Именно после одного такого сеанса впервые меня осенило, что отношение Хлои ко мне изменилось, точней сказать, что отношение это у Хлои есть, и вот оно изменилось. Дело было вечером, я проплыл — ну сколько? сто, двести ярдов? — между двух замшело-зеленых бетонных молов, которые невесть когда вдвинули в море в тщетной надежде остановить упорное размывание берега. Я вылез из воды и обнаружил, что Хлоя меня дожидалась, тут, на берегу, все время меня дожидалась, пока я плавал. Закуталась в полотенце, вся дрожит; губы — синие. «И нечего было выпендриваться», — бросила сердито. Я не успел ответить, — и что ответишь, ведь она права, я выпендривался, — из-за дюн над нами выскочил Майлз, побежал, обрызгал нас песком, и вдруг представилось — очень четко, до жути трогательно: Хлоя, какой я увидел ее в тот день, когда из-за края той, другой дюны она выбежала — прямо в центр моей жизни. Она, значит, протянула мне полотенце. Кроме нас троих никого не было на берегу. Сырой серый вечер отдавал намокшей золой. Вот вижу: мы поворачиваем, мы бредем к бреши в дюнах, которая нас приведет к Станционной. Полотенце Хлои краем метет песок. Я выступаю — полотенце наброшено на плечо, зализаны мокрые волосы, — римский сенатор в миниатюре. Впереди бежит Майлз.
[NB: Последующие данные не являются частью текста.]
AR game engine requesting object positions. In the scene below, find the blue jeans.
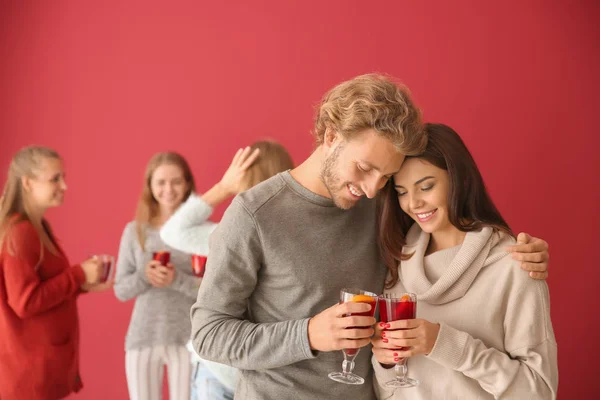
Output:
[192,361,233,400]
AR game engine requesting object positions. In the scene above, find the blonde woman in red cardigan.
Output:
[0,147,112,400]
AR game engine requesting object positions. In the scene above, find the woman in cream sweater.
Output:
[372,124,558,399]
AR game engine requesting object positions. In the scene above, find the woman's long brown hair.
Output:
[377,124,514,288]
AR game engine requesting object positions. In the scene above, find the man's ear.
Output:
[323,128,340,149]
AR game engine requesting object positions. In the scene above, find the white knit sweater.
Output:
[373,224,558,400]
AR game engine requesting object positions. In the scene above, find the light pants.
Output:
[125,346,192,400]
[192,360,233,400]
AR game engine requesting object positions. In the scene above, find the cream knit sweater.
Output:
[372,224,558,400]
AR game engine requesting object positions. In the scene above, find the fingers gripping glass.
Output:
[329,289,377,385]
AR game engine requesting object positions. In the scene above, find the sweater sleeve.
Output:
[3,222,85,318]
[171,271,202,299]
[191,197,314,370]
[160,194,217,255]
[428,277,558,399]
[114,222,150,301]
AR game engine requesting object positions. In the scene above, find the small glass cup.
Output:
[192,254,206,278]
[152,251,171,267]
[328,289,377,385]
[378,293,419,388]
[93,254,115,282]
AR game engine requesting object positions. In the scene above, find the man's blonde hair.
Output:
[314,74,427,156]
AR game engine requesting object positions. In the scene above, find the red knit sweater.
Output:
[0,221,85,400]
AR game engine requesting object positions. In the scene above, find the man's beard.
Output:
[320,143,356,210]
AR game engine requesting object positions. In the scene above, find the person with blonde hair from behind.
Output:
[0,146,112,400]
[160,141,294,400]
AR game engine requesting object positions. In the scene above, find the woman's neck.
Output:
[426,224,467,254]
[150,207,175,228]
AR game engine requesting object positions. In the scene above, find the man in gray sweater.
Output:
[191,75,545,400]
[192,75,427,400]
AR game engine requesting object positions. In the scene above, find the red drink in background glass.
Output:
[192,254,211,278]
[94,254,115,282]
[152,251,171,267]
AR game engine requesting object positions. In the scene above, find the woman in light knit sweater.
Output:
[160,141,294,400]
[114,153,200,400]
[372,124,558,399]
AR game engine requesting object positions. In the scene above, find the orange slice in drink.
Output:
[350,294,375,303]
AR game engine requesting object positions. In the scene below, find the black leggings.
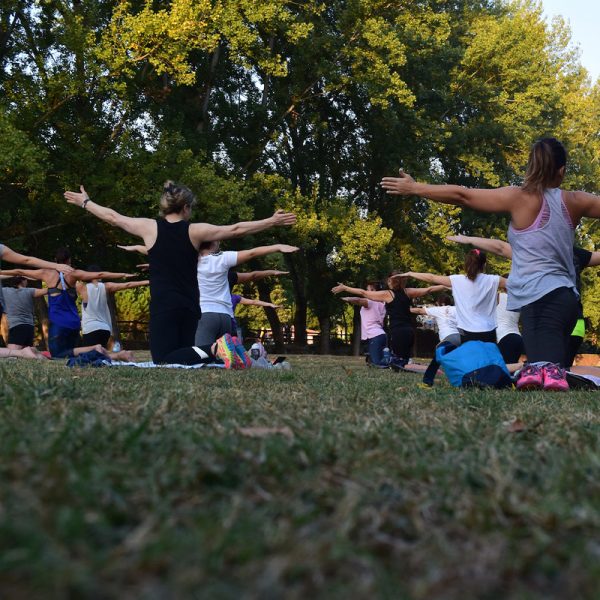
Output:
[389,325,415,361]
[521,287,580,367]
[81,329,110,348]
[150,308,214,365]
[498,333,524,365]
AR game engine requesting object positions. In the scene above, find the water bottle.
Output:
[383,348,391,365]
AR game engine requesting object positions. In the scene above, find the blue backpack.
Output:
[435,342,512,389]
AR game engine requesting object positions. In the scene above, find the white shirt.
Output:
[450,273,500,332]
[360,300,385,340]
[496,293,521,341]
[198,252,237,317]
[425,306,459,342]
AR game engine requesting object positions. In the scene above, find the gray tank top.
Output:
[81,283,112,334]
[507,188,579,310]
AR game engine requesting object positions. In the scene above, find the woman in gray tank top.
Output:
[381,138,600,390]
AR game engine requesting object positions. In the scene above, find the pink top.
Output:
[360,300,385,340]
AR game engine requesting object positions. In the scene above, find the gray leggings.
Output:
[196,312,234,346]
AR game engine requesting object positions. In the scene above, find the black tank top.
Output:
[148,219,200,316]
[385,290,412,329]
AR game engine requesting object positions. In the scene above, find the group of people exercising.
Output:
[0,138,600,389]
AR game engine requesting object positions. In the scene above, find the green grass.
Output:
[0,357,600,599]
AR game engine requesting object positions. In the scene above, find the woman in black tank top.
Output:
[331,270,446,370]
[65,181,296,368]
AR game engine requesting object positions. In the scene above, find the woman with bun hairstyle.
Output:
[402,248,506,344]
[65,181,296,367]
[331,270,446,369]
[381,138,600,390]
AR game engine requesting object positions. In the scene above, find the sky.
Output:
[542,0,600,81]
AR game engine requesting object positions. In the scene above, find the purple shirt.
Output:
[360,300,385,340]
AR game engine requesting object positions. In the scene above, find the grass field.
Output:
[0,357,600,599]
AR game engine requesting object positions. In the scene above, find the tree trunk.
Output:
[255,279,285,353]
[319,315,331,354]
[285,254,308,346]
[352,304,360,356]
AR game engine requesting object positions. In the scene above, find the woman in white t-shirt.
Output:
[410,294,460,387]
[195,242,298,346]
[404,249,506,344]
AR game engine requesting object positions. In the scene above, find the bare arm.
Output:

Но кто это медлит на политом сумерками берегу, у потемневшего моря, которое, как зверь, выгнув спину, встречает ночь, а она все быстрей, быстрей накатывает с отуманенного горизонта? Не мой ли это собственный призрак смотрит, как мы — они — эти трое детей — растворяются в пепельном воздухе и вот уже канули в брешь, которая их приведет к Станционной?
11
Питер Марк Роджет (1779–1869) — английский врач и составитель знаменитого словаря (Тезауруса) синонимов.